How Democrats’ efforts to verify votes could have tipped Arizona’s closest race

By Ronald J. Hansen || Arizona Republic

If Democrat Kris Mayes holds on to her narrow lead in Arizona’s attorney general race, the votes that put her decisively ahead of Republican Abe Hamadeh likely were secured after Election Day.

Mission for Arizona, an organization jointly operated by the campaign for Sen. Mark Kelly, D-Ariz., and the Arizona Democratic Party, used the week after the election to “cure” an estimated 3,400 ballots they viewed as favorable for their party that had signature-mismatch issues.

Arizona Republicans worked aggressively to similarly cure thousands of ballots in the same span, but those efforts still left Hamadeh 511 votes short in the certified results now being recounted.

It means Mayes’ current winning total, aided by a relatively high Republican crossover rate generally and a boost in Democratic-friendly cured ballots at the finish, may have put her over the top.

That race appears to be Arizona’s closest statewide race by vote differential in at least 50 years.

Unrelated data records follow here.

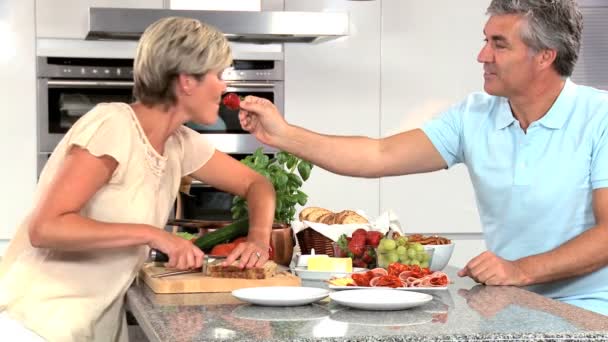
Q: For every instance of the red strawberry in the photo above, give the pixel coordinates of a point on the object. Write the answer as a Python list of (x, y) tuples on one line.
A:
[(359, 231), (358, 240), (232, 101), (359, 263), (356, 249), (373, 238)]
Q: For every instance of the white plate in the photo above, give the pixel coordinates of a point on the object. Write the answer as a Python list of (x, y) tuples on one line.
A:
[(280, 295), (440, 288), (305, 274), (380, 299)]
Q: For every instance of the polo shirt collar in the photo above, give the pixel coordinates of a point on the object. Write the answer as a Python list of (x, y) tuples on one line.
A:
[(558, 114), (504, 117)]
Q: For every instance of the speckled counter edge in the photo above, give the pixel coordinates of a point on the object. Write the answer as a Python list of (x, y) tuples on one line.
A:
[(456, 338)]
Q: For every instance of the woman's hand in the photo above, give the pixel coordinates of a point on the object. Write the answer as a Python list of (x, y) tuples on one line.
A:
[(262, 119), (250, 253), (182, 253)]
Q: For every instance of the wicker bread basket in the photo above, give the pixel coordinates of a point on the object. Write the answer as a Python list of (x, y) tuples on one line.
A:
[(309, 238)]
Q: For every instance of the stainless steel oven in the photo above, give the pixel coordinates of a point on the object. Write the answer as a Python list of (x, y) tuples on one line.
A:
[(70, 87)]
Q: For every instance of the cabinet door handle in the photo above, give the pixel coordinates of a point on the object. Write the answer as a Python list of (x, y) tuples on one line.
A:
[(89, 84)]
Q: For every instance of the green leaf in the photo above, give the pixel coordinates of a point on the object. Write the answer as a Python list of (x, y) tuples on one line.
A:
[(304, 170), (291, 161), (295, 179), (281, 180), (301, 197)]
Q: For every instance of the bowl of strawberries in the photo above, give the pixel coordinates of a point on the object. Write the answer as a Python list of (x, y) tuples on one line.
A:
[(360, 246)]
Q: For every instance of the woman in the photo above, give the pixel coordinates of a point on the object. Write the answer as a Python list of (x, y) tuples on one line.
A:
[(106, 193)]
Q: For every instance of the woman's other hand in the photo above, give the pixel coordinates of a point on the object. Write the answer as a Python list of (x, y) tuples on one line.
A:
[(262, 119), (250, 254), (182, 253)]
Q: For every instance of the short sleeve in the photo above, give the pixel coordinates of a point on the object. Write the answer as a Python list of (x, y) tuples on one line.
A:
[(445, 132), (197, 150), (599, 156), (106, 130)]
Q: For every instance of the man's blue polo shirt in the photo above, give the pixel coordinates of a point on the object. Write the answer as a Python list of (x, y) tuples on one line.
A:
[(534, 189)]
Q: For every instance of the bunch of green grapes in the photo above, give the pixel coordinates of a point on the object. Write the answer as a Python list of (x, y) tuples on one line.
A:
[(402, 251)]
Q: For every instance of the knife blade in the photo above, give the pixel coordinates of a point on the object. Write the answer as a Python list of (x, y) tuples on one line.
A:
[(203, 269)]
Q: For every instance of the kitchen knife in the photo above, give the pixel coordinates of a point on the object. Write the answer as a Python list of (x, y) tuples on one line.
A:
[(207, 259)]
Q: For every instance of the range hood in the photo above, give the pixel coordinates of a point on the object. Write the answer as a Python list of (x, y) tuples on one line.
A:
[(240, 26)]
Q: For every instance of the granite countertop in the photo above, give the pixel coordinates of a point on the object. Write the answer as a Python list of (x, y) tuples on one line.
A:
[(464, 312)]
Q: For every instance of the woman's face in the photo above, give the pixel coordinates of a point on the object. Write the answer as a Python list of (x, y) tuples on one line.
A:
[(206, 94)]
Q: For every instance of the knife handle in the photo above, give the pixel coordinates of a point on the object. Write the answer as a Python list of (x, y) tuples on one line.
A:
[(158, 256)]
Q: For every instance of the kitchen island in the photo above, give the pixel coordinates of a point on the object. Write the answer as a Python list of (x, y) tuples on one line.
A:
[(464, 312)]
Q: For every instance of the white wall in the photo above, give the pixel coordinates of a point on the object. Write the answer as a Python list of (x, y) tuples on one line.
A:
[(18, 117), (403, 62), (334, 88)]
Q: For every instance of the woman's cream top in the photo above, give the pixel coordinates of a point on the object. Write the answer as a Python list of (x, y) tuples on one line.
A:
[(78, 296)]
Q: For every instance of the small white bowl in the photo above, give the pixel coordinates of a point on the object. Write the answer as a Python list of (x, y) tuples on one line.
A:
[(441, 256)]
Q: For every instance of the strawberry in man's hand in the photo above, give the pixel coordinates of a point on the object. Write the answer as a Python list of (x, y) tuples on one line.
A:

It is one of three currently subject to an ongoing automatic recount but is the only one possibly impacted by the parties’ post-Election Day maneuvers.

There were more than 14,000 ballots with signature-mismatch problems statewide. The effort by hundreds of volunteers in both parties in Arizona to get many of those ballots counted is a reminder of the sprawling duties that now go into winning races in one of America’s most competitive swing states.